This study is based on the chemical activation of waste tire pyrolysis char to produce activated carbon for the removal of lead ions from aqueous solution. This was done by impregnating the waste tire pyrolysis char with Potassium hydroxide and activating it inside a tube furnace under inert conditions to produce waste tire activated carbon. Adsorbent characterisation techniques (SEM, FTIR, TGA, XRF, XRD, BET, and Proximate analysis) were performed on the waste tire pyrolysis char and the activated carbon produced to make a comparison between the two samples. The results showed that the waste tire activated carbon produced has better physical and chemical properties compared to the raw waste tire pyrolysis char.
Adsorption results revealed that waste tire activated carbon achieves higher removal percentages of lead ions from aqueous solution compared to waste tire pyrolysis char. The results also showed the effect of various process variables on the adsorption process. Adsorption isotherms, kinetics, and thermodynamics were also studied. The adsorption of lead ions agreed with the Freundlich isotherm model for both the waste tire pyrolysis char and waste tire activated carbon. In terms of adsorption kinetics, the experimental data provided best fits for the pseudo-first order kinetic model for both the waste tire pyrolysis char and the waste tire activated carbon. The adsorption thermodynamics study revealed that the process is an exothermic process and spontaneous in nature.

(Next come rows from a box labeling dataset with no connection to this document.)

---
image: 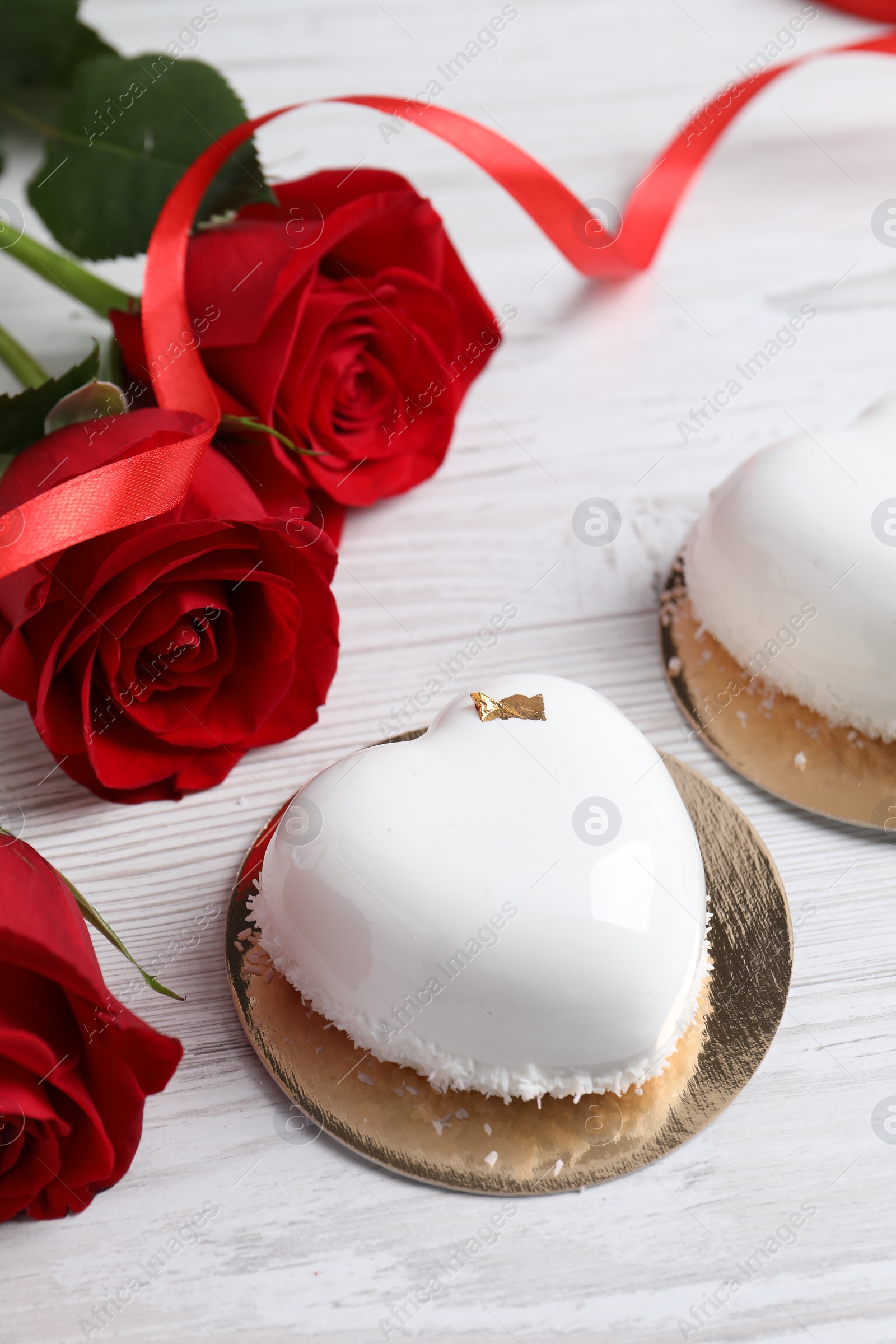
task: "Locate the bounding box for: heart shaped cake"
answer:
[684,398,896,742]
[253,673,708,1102]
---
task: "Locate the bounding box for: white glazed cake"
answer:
[253,673,708,1101]
[685,398,896,742]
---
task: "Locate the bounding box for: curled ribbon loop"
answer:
[0,27,896,578]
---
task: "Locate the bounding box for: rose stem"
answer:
[0,222,139,317]
[0,326,50,387]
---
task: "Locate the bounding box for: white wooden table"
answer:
[0,0,896,1344]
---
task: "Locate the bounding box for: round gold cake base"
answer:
[660,558,896,833]
[227,734,792,1195]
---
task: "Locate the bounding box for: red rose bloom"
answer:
[0,833,183,1222]
[0,410,338,802]
[111,169,500,514]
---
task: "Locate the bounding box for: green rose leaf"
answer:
[28,54,274,261]
[0,0,113,95]
[0,342,100,465]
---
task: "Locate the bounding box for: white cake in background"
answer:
[685,398,896,742]
[253,673,708,1101]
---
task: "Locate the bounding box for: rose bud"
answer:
[110,169,500,514]
[0,832,183,1222]
[0,410,338,802]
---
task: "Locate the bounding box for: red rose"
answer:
[0,410,338,802]
[0,833,183,1222]
[111,169,500,514]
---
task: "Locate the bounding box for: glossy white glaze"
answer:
[685,398,896,742]
[254,673,705,1098]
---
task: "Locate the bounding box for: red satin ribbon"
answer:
[0,29,896,578]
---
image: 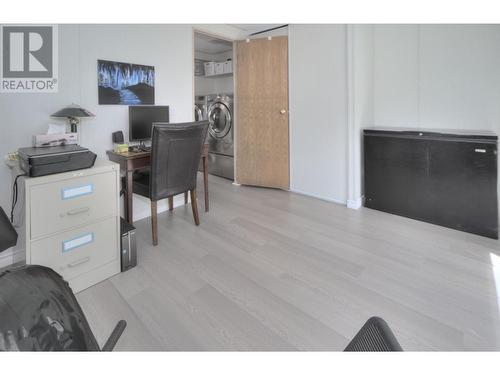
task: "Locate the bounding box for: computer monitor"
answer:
[128,105,169,142]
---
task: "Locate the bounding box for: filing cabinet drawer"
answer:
[27,217,120,280]
[30,172,118,239]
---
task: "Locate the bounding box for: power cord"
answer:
[10,173,26,223]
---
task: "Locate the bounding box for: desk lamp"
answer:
[51,104,94,133]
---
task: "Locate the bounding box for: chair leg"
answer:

Response surface methodology was used to determine the combined effect of process variables on the adsorption of lead ions onto waste tire activated carbon and to optimise the process using numerical optimisation. The optimum conditions were found to be adsorbent dosage = 1g/100ml, pH = 7, contact time = 115.2 min, initial meta concentration = 100 mg/l, and temperature = 25°C to achieve a maximum adsorption capacity of 93.176 mg/l.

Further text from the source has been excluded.